Thomas Kyd (baptised 6 November 1558; buried 15 August 1594) was an English dramatist, the author of The Spanish Tragedy, and one of the most important figures in the development of Elizabethan drama.
Although well known in his own time, Kyd fell into obscurity until 1773 when Thomas Hawkins (an early editor of The Spanish Tragedy) discovered that Kyd was named as its author by Thomas Heywood in his Apologie for Actors (1612). A hundred years later, scholars in Germany and England began to shed light on his life and work, including the controversial finding that he may have been the author of a Hamlet play pre-dating Shakespeare's.
Came upon this while studying John Donne elegies. Donne's The Bracelet is possibly written in part to lampoon what Donne probably saw as the well-worn sentiments and silly (but enjoyable) tragicness of Soliman and Persida, which is written by one of Shakespeare's contemporaries.
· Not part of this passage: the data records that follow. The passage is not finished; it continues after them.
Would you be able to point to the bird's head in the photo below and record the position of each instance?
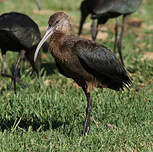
(57, 22)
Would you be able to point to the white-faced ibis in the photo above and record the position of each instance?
(38, 4)
(102, 10)
(19, 33)
(89, 64)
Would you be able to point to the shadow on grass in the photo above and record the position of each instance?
(36, 124)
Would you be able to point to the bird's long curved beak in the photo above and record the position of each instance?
(48, 33)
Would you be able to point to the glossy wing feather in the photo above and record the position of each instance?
(102, 63)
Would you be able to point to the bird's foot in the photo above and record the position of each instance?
(86, 129)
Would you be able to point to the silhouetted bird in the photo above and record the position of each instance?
(89, 64)
(38, 4)
(102, 10)
(19, 33)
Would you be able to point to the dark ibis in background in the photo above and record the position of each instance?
(38, 4)
(89, 64)
(19, 33)
(102, 10)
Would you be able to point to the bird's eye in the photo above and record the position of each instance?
(57, 22)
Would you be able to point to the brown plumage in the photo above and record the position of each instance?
(89, 64)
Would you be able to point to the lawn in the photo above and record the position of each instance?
(48, 114)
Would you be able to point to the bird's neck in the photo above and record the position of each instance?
(57, 38)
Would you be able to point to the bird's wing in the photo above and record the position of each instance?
(101, 62)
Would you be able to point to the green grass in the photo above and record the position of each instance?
(50, 118)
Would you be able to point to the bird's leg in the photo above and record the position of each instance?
(3, 73)
(22, 52)
(86, 128)
(119, 44)
(94, 30)
(116, 34)
(38, 4)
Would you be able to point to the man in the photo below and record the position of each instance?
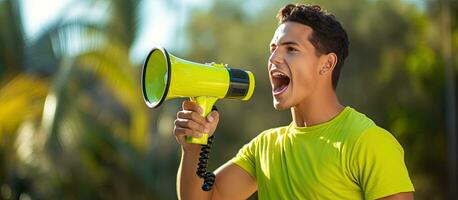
(327, 152)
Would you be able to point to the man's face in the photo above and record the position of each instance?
(293, 65)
genuinely one of the crazy bisexual erotic triangles of all time. thank god. soliman is like if proteus was aufidius and i'm a little obsessed. cannot say the racial politics play are ~good~ but he might be the most complex and compelling turkish character i've come across in early modern english drama because he's largely too busy being in love with perseda and erastus to act like a caricature. probably 3.5 stars but i'm embarrassingly easy to appeal to.
I read this for an early modern artifact analysis assignment and it was actually amazing! Written really well for the time period. This is basically a political love triangle where the chorus of the play argues about whether love, fortune, or death has the greatest effect on tragedy.